Europe’s leading sire is Galileo, who had bankrolled $30,602,884 on the season through Wednesday. His runners in the U.S. included Breeders’ Cup Turf winner Highland Reel and Grade 1 winner Photo Call. Galileo appears to have a worthy heir in his unbeaten champion Frankel, who recorded six group winners from his highly anticipated first crop, including Japanese Group 1 winner Soul Stirring.

Zenyatta and Rachel Alexandra, both of whom have had star-crossed careers as broodmares, were inducted into the Hall of Fame in August – four months after Zenyatta’s newborn colt died of meconium aspiration. Dolphus Morrison, the breeder of Rachel Alexandra and also her initial owner, died in October at 82.

Turkoman, believed to be the oldest living Eclipse Award winner, was euthanized in late December at age 34. Several other prominent stallions died this year, including Quiet American, Seeking the Gold, Arch, and Kingmambo, all accomplished runners who made a lasting impact as sires and broodmare sires. Grade 2 winner Proud Citizen, the sire of a pair of Kentucky Oaks winners, died, as did pensioner Not For Love, Maryland’s all-time leading sire and the broodmare sire of California Chrome. Other prominent stallions who died this year included champions Cherokee Run, Halling, Leroidesanimaux, Smoke Glacken, and Timber Country, along with Brilliant Speed, Charitable Man, Exchange Rate, Offlee Wild, Oratory, and Vicar.

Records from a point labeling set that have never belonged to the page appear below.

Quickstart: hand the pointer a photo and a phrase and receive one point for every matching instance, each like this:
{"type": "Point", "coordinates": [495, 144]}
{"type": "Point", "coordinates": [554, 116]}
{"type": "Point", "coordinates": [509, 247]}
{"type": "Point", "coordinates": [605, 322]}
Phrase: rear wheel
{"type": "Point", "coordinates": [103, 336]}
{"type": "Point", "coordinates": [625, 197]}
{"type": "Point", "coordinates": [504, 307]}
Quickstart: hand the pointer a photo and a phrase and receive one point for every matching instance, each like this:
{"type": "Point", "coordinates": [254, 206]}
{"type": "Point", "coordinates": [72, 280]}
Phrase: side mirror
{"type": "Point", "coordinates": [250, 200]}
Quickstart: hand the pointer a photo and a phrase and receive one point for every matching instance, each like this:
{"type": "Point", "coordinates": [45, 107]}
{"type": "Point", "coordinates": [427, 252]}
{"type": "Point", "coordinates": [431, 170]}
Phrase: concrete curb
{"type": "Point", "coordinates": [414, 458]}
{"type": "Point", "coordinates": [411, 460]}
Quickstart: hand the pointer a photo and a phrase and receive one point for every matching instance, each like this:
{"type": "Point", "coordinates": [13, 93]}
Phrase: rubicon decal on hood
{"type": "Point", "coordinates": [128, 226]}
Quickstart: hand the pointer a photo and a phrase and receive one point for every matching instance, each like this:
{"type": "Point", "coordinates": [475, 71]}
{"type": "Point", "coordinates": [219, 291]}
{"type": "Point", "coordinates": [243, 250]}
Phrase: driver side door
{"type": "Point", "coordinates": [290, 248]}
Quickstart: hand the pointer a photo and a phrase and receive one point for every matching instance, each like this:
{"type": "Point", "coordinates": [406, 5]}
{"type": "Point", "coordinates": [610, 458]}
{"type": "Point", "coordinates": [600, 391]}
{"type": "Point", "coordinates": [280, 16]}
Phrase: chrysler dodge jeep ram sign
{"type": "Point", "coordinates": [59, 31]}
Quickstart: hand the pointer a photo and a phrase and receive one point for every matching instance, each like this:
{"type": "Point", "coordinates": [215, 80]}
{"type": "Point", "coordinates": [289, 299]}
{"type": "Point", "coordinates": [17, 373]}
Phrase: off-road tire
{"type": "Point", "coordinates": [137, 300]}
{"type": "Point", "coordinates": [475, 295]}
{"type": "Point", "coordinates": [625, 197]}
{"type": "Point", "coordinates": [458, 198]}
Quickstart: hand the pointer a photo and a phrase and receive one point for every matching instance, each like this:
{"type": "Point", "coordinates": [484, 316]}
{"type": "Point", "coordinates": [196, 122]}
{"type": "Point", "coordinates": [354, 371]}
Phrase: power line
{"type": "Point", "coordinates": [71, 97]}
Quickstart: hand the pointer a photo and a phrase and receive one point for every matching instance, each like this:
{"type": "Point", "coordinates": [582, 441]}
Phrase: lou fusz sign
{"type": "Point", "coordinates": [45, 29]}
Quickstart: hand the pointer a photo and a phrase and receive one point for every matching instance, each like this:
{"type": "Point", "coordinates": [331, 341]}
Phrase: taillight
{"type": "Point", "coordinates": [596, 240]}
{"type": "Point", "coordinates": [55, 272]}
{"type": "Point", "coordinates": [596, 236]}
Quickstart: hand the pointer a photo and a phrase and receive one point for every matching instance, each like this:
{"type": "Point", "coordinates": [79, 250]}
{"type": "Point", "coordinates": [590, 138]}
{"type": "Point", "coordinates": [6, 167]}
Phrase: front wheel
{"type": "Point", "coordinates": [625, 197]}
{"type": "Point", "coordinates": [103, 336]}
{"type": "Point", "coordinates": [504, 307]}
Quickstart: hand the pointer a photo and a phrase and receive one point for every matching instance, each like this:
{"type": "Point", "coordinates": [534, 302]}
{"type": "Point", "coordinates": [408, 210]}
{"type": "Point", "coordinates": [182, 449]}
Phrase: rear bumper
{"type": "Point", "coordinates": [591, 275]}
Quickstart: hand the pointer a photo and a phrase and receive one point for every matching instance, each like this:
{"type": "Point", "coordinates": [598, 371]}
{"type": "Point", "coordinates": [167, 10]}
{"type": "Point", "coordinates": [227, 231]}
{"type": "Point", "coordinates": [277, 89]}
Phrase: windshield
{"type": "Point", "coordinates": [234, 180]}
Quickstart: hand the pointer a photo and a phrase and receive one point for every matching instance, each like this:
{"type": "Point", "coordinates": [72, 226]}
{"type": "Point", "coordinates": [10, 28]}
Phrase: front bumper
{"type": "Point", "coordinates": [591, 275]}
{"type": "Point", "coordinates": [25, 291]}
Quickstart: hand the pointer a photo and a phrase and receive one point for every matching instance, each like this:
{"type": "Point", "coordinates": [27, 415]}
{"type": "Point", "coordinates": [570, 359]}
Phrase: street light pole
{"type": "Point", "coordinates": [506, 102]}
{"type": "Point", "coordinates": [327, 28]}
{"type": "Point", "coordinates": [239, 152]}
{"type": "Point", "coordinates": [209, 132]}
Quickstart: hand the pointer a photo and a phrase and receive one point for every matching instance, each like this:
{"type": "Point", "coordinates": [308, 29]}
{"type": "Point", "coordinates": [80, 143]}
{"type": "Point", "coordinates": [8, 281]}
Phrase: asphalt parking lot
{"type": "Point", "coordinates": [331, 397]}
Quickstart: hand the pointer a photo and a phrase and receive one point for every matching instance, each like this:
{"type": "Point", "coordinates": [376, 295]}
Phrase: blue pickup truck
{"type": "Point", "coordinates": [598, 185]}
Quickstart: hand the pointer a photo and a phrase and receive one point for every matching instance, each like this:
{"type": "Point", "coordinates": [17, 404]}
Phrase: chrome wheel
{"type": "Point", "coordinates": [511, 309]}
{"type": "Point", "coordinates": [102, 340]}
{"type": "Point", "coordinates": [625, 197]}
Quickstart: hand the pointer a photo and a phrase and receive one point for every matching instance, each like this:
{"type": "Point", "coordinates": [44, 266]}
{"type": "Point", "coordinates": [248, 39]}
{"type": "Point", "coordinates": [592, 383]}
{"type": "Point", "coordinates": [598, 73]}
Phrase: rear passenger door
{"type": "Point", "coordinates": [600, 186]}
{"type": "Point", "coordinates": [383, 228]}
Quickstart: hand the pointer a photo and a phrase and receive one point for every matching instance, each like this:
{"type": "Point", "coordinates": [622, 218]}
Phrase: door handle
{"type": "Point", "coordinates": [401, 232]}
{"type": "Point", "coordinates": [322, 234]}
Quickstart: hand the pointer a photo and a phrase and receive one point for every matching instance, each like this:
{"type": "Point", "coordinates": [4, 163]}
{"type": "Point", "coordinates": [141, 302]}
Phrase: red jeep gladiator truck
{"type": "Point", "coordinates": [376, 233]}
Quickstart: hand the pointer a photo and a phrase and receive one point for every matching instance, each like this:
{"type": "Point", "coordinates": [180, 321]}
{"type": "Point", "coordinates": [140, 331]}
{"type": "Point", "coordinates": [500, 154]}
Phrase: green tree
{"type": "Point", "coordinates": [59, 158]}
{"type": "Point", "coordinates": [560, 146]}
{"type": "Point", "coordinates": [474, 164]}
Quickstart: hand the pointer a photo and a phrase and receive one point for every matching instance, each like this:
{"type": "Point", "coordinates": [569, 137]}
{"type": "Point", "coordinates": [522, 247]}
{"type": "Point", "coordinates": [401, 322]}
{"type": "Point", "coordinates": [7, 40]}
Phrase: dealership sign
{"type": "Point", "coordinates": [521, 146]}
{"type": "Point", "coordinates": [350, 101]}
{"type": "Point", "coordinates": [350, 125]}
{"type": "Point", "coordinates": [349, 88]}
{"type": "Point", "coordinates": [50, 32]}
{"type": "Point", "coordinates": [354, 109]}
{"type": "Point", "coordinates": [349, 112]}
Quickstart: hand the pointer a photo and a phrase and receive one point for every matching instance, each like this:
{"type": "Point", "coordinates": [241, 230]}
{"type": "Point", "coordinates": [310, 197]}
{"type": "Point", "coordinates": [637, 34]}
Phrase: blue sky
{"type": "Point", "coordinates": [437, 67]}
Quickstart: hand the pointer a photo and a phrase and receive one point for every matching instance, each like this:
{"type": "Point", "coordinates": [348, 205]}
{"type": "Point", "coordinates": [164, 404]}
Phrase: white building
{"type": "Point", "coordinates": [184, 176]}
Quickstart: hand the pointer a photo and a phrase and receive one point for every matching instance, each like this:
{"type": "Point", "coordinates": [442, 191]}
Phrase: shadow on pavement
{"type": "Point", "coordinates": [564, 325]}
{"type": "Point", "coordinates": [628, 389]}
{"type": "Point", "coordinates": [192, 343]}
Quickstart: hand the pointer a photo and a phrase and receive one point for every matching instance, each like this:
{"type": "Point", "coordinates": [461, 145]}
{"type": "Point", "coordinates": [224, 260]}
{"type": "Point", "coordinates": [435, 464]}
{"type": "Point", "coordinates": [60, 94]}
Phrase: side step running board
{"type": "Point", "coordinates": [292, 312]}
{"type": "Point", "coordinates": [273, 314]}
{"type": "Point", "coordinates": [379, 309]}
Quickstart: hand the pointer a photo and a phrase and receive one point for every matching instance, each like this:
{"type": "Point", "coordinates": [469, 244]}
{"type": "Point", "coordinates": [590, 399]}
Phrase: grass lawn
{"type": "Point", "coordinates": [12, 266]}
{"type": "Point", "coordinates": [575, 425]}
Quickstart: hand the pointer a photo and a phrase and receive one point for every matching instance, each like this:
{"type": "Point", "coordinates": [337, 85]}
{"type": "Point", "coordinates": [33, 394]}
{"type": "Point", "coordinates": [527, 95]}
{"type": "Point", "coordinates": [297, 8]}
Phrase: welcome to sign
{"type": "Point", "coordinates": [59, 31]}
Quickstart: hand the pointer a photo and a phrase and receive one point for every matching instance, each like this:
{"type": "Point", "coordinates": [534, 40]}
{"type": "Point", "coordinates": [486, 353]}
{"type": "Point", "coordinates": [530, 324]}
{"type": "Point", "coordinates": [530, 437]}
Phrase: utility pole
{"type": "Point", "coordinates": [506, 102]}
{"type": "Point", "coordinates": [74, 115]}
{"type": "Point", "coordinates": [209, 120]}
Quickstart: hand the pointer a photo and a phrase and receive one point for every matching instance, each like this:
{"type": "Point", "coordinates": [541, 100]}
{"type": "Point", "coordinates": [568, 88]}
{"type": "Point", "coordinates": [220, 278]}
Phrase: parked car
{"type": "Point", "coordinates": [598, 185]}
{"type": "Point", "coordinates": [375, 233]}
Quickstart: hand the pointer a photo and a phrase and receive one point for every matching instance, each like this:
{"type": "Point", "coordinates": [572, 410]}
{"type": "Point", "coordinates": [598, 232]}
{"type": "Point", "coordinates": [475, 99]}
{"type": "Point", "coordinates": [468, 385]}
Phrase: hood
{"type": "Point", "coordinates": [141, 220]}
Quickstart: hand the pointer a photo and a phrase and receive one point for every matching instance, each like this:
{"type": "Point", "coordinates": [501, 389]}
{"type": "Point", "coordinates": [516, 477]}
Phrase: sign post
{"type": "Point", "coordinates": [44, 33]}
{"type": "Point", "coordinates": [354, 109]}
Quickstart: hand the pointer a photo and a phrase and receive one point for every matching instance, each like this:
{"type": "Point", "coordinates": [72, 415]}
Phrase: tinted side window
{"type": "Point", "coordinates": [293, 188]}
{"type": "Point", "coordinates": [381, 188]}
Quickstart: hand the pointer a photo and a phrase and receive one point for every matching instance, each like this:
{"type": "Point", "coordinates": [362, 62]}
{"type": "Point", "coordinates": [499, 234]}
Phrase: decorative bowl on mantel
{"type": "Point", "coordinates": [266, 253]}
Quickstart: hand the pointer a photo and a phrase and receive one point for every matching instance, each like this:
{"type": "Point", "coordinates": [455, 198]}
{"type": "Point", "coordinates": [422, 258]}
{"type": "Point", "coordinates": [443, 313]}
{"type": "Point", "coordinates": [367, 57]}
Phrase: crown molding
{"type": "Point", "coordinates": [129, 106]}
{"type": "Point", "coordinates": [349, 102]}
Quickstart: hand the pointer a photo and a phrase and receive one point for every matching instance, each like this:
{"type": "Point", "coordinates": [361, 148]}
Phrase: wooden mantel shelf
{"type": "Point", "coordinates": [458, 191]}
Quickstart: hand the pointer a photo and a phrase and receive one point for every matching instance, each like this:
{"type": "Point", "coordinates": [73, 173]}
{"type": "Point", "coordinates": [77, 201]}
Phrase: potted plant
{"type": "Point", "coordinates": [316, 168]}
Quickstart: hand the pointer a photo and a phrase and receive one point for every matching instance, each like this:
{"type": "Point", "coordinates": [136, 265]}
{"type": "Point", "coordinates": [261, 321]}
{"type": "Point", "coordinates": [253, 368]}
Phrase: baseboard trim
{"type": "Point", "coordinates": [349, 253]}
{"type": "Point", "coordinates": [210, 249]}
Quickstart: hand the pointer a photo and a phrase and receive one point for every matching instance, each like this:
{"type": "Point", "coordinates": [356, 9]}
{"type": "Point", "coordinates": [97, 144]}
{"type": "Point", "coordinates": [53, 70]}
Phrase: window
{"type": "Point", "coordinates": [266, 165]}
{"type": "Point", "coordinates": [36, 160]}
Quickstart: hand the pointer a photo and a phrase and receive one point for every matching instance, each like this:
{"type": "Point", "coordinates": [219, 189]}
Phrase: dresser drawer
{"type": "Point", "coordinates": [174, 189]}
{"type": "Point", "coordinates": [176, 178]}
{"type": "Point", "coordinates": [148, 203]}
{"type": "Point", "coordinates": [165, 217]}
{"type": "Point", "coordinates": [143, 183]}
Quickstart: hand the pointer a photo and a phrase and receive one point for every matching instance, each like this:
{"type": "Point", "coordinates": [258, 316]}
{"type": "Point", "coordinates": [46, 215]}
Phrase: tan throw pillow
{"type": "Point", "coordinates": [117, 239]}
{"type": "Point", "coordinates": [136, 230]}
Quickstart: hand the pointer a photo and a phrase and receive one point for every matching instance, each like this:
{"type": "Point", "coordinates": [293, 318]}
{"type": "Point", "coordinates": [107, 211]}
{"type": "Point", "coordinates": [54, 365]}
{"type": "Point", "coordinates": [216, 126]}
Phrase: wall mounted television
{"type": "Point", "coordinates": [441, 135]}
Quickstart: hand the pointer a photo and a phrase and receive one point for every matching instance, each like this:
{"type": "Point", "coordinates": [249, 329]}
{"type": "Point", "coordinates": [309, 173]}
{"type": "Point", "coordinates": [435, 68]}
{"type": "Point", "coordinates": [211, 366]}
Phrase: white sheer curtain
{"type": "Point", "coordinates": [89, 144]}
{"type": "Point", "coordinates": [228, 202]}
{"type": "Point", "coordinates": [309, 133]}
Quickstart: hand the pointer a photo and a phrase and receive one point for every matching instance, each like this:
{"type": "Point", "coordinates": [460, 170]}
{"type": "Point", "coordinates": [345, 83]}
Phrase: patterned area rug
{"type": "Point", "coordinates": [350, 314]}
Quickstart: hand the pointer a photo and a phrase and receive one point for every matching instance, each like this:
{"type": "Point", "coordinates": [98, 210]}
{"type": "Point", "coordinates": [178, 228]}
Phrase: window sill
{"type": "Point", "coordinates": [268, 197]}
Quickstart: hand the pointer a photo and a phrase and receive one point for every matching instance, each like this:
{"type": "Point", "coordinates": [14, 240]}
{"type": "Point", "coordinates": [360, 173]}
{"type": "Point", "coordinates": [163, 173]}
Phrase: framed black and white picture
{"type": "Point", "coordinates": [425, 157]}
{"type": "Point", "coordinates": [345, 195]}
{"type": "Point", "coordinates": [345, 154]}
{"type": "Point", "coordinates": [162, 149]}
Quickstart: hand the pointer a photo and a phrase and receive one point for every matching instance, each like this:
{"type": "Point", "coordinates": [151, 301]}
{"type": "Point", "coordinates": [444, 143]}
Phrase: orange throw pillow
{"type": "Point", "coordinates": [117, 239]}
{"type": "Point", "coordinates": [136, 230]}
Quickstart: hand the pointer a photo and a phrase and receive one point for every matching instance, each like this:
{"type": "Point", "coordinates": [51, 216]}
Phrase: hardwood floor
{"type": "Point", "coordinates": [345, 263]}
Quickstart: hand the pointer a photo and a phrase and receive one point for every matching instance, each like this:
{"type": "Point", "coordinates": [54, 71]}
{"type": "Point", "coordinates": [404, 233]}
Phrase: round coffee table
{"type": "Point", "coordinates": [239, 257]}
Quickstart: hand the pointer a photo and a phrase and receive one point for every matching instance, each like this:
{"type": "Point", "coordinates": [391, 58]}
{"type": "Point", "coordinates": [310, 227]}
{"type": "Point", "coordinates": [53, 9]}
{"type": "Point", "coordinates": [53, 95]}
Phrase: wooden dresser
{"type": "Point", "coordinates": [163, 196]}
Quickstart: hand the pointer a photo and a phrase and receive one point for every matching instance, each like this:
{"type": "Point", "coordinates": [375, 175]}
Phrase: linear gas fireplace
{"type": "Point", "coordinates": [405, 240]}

Broodmares who died this year included champion Storm Flag Flying; stakes winner Tap Your Heels, the dam of Tapit; Canadian champion Silken Cat, the dam of Speightstown; Grade 1 winners and/or producers Tranquility Lake, Somali Lemonade, and Well Dressed; and Canadian classic producers Regent n’Flashy and Misty Mission.

Old Friends, the flagship Thoroughbred retirement farm, lost champion Hidden Lake, Grade 1 winner Wallenda, Grade 3 winner Delay of Game, stakes winner Flick, and Mixed Pleasure. But the farm also welcomed new faces in 2016, including 1999 Horse of the Year Charismatic – its third dual classic winner repatriated from Japan.